The memorandum presents air quality management goals—such as timely petition reviews—but does not prescribe particular methods. This section summarizes the directives in the context of the statutory provisions.
The Clean Air Act establishes roles for federal and state agencies. EPA establishes minimum national air quality standards—National Ambient Air Quality Standards (NAAQS)—and is required to review them every five years. States adopt State Implementation Plans (SIPs) to ensure compliance with the standards. EPA reviews SIPs to ensure they meet statutory requirements. The act requires EPA, under certain conditions, to impose sanctions and to issue a Federal Implementation Plan (FIP) if a state fails to submit or implement an adequate SIP.
The White House memorandum directs EPA to review the multi-step process for setting and revising NAAQS—in particular, to assess the transparency of the science reviews, develop guidance differentiating science and policy considerations, and seek Clean Air Scientific Advisory Committee advice regarding background pollution and potential adverse effects from NAAQS compliance strategies. The memorandum is silent on prior Administrations' reviews, which have considered the "timeliness, scientific integrity and transparency" of the NAAQS review process.
The memorandum directs EPA to review related "existing rules, guidance, memoranda, and other public documents," including preconstruction permit applications. It directs EPA to determine whether to revise or rescind any of these documents, consistent with the law, and to improve the timeliness of SIP and permit decisions. Some of the memorandum's timeline goals reiterate EPA's statutory deadlines (e.g., for SIP approvals and permit reviews). The memorandum's timeline goal for preconstruction permit issuance may be less relevant, however, given that states issue most of these permits.
The memorandum directs EPA to issue NAAQS implementation regulations and guidance concurrent with the NAAQS revisions.
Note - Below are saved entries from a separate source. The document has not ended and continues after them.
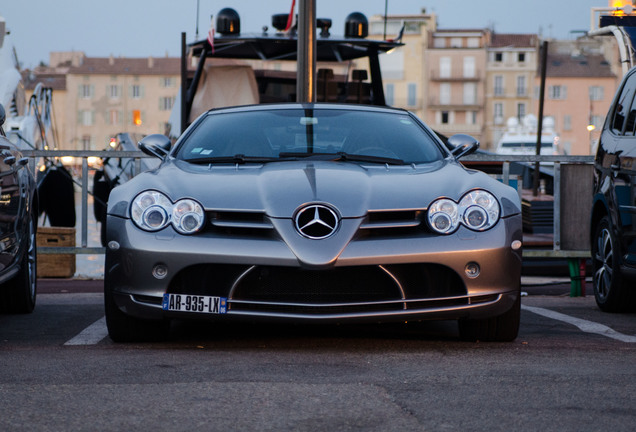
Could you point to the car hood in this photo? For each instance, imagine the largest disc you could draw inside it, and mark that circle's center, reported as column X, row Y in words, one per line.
column 278, row 189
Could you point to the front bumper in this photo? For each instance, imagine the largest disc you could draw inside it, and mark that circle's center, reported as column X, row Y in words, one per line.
column 371, row 279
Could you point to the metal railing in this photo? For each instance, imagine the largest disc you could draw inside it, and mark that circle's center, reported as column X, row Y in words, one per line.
column 505, row 160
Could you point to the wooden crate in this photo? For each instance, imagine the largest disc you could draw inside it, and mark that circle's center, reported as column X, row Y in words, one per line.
column 57, row 265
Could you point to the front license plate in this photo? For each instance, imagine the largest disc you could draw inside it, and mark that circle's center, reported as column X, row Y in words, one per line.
column 192, row 303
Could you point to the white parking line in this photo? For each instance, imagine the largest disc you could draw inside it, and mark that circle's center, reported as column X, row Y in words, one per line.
column 584, row 325
column 92, row 334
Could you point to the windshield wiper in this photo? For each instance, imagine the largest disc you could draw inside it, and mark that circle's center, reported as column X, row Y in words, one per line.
column 238, row 159
column 345, row 157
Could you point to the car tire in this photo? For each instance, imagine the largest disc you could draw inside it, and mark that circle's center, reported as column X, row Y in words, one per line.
column 502, row 328
column 18, row 294
column 124, row 328
column 610, row 290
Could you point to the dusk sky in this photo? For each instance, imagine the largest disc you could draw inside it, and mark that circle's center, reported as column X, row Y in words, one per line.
column 140, row 28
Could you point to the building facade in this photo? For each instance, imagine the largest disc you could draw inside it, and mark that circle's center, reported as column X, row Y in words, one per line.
column 104, row 96
column 456, row 77
column 510, row 72
column 404, row 70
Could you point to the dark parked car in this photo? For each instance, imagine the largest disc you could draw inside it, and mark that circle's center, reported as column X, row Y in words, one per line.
column 18, row 226
column 613, row 233
column 314, row 213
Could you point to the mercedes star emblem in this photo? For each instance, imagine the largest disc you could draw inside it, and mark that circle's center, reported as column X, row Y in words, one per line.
column 316, row 221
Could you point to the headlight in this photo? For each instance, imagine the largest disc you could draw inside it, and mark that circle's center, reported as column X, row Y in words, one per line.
column 187, row 216
column 477, row 210
column 442, row 216
column 153, row 211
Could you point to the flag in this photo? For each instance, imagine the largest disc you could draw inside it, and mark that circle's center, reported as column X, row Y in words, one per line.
column 291, row 19
column 211, row 36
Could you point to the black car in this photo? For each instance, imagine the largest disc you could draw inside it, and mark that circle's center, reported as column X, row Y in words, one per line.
column 18, row 226
column 613, row 224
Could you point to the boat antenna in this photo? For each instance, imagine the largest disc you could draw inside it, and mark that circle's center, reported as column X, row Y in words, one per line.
column 386, row 9
column 196, row 31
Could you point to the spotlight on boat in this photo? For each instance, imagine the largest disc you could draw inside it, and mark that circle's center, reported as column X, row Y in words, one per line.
column 356, row 26
column 228, row 22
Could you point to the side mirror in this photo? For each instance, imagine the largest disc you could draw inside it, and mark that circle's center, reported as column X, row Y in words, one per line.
column 462, row 145
column 156, row 145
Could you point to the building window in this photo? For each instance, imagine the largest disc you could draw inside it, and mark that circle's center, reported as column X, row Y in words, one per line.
column 165, row 103
column 136, row 91
column 596, row 93
column 469, row 67
column 114, row 91
column 521, row 111
column 390, row 94
column 136, row 118
column 412, row 94
column 498, row 85
column 168, row 82
column 470, row 93
column 86, row 91
column 86, row 118
column 557, row 92
column 522, row 89
column 114, row 117
column 498, row 113
column 472, row 42
column 85, row 142
column 444, row 94
column 444, row 67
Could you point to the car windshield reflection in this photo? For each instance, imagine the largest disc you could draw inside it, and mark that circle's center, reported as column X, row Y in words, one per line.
column 319, row 134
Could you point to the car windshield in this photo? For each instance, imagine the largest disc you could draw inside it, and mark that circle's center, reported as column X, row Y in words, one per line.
column 335, row 134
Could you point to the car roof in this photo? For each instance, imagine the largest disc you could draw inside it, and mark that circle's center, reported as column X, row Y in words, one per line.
column 314, row 106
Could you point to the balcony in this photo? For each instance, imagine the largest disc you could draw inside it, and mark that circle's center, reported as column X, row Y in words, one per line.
column 436, row 75
column 456, row 103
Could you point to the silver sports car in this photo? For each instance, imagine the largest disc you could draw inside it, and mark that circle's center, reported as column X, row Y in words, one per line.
column 315, row 213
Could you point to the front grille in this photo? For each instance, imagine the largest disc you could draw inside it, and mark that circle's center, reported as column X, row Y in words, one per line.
column 392, row 223
column 340, row 285
column 269, row 289
column 253, row 224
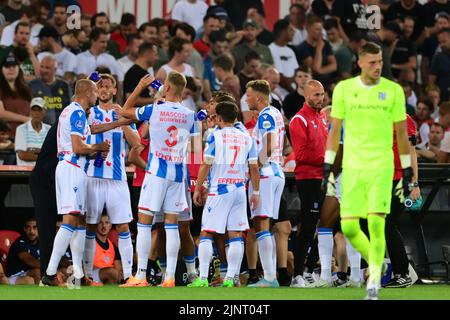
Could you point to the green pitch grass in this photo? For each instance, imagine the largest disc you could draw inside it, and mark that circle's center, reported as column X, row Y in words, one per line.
column 417, row 292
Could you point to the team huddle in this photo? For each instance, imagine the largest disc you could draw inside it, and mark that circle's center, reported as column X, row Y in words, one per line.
column 239, row 169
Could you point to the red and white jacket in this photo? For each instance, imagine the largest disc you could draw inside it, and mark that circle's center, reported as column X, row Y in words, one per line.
column 308, row 130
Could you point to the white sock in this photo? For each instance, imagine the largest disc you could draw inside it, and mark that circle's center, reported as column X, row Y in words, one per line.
column 143, row 246
column 325, row 237
column 62, row 240
column 238, row 271
column 190, row 264
column 77, row 249
column 172, row 248
column 205, row 252
column 354, row 258
column 126, row 253
column 89, row 253
column 234, row 255
column 265, row 249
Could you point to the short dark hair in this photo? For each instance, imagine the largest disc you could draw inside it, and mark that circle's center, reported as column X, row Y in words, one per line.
column 252, row 55
column 261, row 86
column 4, row 126
column 22, row 24
column 186, row 28
column 176, row 45
column 280, row 26
column 127, row 19
column 96, row 33
column 146, row 46
column 369, row 48
column 217, row 36
column 228, row 111
column 210, row 16
column 97, row 15
column 224, row 62
column 330, row 24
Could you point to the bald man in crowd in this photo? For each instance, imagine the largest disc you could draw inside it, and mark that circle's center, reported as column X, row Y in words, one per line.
column 308, row 130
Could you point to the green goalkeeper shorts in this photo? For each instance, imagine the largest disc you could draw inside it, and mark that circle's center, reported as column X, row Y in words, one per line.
column 365, row 191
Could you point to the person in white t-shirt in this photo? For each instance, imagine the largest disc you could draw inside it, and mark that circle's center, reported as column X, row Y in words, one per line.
column 67, row 61
column 126, row 62
column 31, row 135
column 179, row 51
column 284, row 57
column 89, row 60
column 190, row 11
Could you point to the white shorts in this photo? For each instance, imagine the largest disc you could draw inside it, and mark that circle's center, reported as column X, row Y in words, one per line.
column 71, row 184
column 158, row 194
column 13, row 279
column 113, row 195
column 226, row 212
column 271, row 189
column 334, row 187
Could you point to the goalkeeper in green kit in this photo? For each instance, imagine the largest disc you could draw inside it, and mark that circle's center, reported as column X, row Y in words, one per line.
column 370, row 106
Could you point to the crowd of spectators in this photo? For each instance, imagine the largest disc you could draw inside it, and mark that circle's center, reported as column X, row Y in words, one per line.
column 221, row 47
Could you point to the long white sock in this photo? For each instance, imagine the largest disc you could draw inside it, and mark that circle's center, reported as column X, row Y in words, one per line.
column 126, row 253
column 205, row 252
column 62, row 240
column 354, row 258
column 190, row 264
column 172, row 248
column 89, row 253
column 143, row 246
column 265, row 249
column 325, row 237
column 238, row 271
column 77, row 248
column 234, row 255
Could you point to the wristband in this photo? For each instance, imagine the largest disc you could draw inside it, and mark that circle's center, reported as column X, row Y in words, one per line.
column 405, row 160
column 330, row 155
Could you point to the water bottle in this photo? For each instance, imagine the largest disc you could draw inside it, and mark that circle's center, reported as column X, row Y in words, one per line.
column 413, row 205
column 98, row 162
column 156, row 85
column 202, row 114
column 95, row 77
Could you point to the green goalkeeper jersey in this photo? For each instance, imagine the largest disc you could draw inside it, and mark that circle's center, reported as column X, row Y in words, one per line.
column 369, row 113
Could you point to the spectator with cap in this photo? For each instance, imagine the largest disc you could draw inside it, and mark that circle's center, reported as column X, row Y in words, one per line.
column 55, row 92
column 127, row 61
column 297, row 18
column 256, row 14
column 29, row 16
column 191, row 12
column 429, row 43
column 187, row 32
column 431, row 149
column 31, row 135
column 210, row 23
column 23, row 257
column 219, row 45
column 15, row 95
column 316, row 53
column 23, row 51
column 101, row 20
column 127, row 27
column 440, row 65
column 284, row 57
column 59, row 19
column 66, row 60
column 250, row 43
column 89, row 60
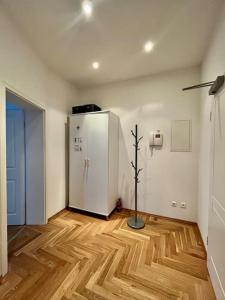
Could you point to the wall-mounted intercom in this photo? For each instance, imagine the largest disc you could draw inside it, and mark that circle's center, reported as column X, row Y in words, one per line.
column 156, row 139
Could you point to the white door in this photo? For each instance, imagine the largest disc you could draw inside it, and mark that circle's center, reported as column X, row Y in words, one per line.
column 216, row 237
column 15, row 147
column 78, row 161
column 97, row 167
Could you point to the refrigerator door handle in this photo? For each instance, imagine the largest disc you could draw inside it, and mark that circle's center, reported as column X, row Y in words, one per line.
column 87, row 163
column 85, row 166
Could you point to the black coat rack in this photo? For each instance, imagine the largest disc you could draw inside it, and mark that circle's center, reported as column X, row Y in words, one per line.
column 135, row 222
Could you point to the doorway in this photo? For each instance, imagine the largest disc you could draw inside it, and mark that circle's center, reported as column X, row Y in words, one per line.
column 22, row 172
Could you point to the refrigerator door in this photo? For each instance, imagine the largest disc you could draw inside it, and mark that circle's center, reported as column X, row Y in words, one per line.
column 97, row 166
column 78, row 161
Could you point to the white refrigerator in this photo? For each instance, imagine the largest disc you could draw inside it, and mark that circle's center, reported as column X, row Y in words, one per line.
column 93, row 162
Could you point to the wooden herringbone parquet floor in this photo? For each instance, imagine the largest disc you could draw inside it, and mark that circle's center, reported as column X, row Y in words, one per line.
column 80, row 257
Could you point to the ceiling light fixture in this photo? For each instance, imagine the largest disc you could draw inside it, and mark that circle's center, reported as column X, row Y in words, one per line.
column 87, row 7
column 95, row 65
column 148, row 46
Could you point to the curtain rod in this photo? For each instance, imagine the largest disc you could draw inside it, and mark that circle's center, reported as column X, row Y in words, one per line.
column 215, row 85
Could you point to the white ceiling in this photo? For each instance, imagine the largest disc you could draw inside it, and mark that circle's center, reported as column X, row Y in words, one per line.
column 68, row 43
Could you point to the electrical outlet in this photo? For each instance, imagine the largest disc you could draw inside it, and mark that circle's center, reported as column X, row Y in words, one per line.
column 183, row 205
column 174, row 204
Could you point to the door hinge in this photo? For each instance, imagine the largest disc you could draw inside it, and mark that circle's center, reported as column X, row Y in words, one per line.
column 210, row 116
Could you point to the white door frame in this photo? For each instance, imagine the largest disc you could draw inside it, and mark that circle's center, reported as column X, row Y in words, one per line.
column 3, row 177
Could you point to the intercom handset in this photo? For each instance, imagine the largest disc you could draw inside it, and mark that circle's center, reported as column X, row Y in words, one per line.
column 156, row 139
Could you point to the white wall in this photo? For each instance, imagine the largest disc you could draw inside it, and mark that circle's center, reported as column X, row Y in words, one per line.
column 152, row 102
column 23, row 70
column 213, row 65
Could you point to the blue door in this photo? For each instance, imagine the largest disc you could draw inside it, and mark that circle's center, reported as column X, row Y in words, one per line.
column 15, row 149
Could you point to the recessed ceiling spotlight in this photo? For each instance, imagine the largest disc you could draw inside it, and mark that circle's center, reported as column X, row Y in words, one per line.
column 95, row 65
column 87, row 7
column 148, row 46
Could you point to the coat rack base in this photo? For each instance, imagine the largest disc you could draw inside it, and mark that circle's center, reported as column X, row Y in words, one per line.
column 135, row 223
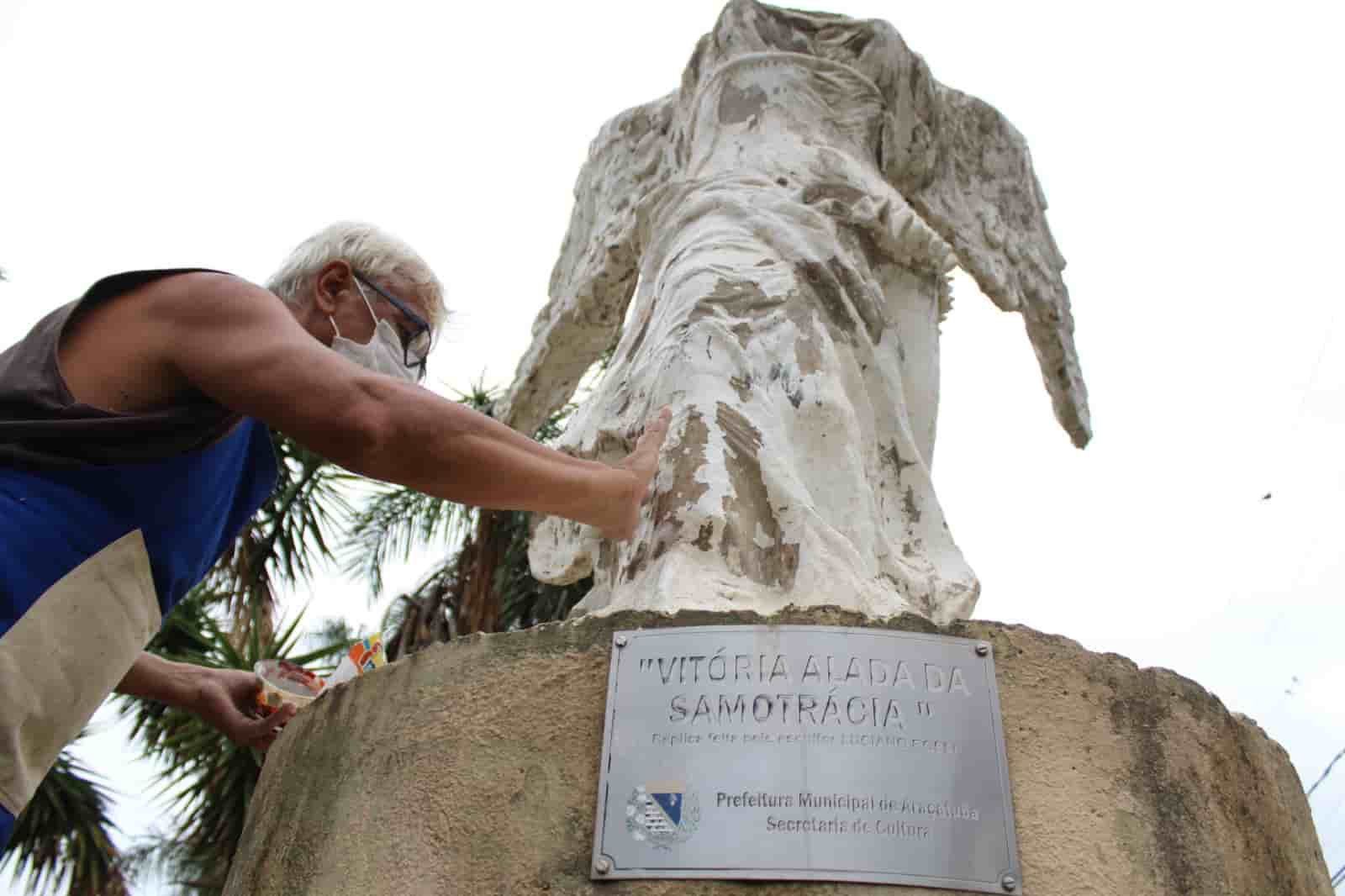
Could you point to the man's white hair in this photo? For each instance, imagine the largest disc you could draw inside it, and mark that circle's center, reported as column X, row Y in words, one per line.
column 372, row 252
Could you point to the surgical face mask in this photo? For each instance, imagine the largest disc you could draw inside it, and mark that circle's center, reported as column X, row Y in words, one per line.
column 383, row 350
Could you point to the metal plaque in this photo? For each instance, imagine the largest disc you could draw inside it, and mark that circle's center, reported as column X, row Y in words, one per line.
column 804, row 752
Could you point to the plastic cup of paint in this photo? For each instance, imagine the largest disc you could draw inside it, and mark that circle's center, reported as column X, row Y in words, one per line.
column 284, row 683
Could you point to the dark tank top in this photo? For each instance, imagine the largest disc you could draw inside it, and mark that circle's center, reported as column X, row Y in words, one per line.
column 42, row 427
column 74, row 478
Historically, EPA has issued implementation regulations and guidance, in collaboration with states, subsequent to the NAAQS revisions.
The act authorizes EPA to provide regulatory relief, under certain conditions, for air emissions deemed beyond the control of a state. For example, monitoring data from exceptional events—unusual or naturally occurring events affecting air quality—may be excluded from determinations of NAAQS compliance status ("Section 319(b) petitions"). EPA may also approve SIPs that demonstrate that an area would have met NAAQS if not for emissions from another country ("Section 179B petitions"). The memorandum directs EPA to ensure timely processing of these petitions; the statute does not specify deadlines for them.
The memorandum directs EPA to consider Section 179B petitions from any state—not just those bordering Canada and Mexico—and to consider whether emissions from Asia affect domestic air quality. EPA has previously considered international transport: The 2015 ozone rule discussed ozone precursor emissions that can contribute to "background" levels and described outreach to other countries, including China (p. 65443). While Section 179B does not limit the petitions to particular states, EPA's 2016 comment solicitation suggested that international ozone may have greatest influence in areas "in the immediate vicinity of Mexico or Canada."
The memorandum's directives also address use of modeling data and, in the context of intrastate and regional emissions trading, development and implementation of offset policies in rural areas.
The White House memorandum directs EPA to review FIPs issued under the Regional Haze program, which limits pollution impairing visibility in certain national parks and wilderness areas, and to replace such FIPs with approvable SIPs. EPA previously announced plans to review a 2017 Regional Haze rule but has not specified whether it will address the memorandum's directives.
The effect of the President's memorandum is unclear, given that it does not specify changes EPA is to make. Separately, EPA has announced initiatives related to the memorandum's goals: EPA established an Ozone Cooperative Compliance Task Force, issued new guidance for preconstruction permitting, proposed new requirements for use of scientific studies in rulemaking, and plans to issue new exceptional events guidance.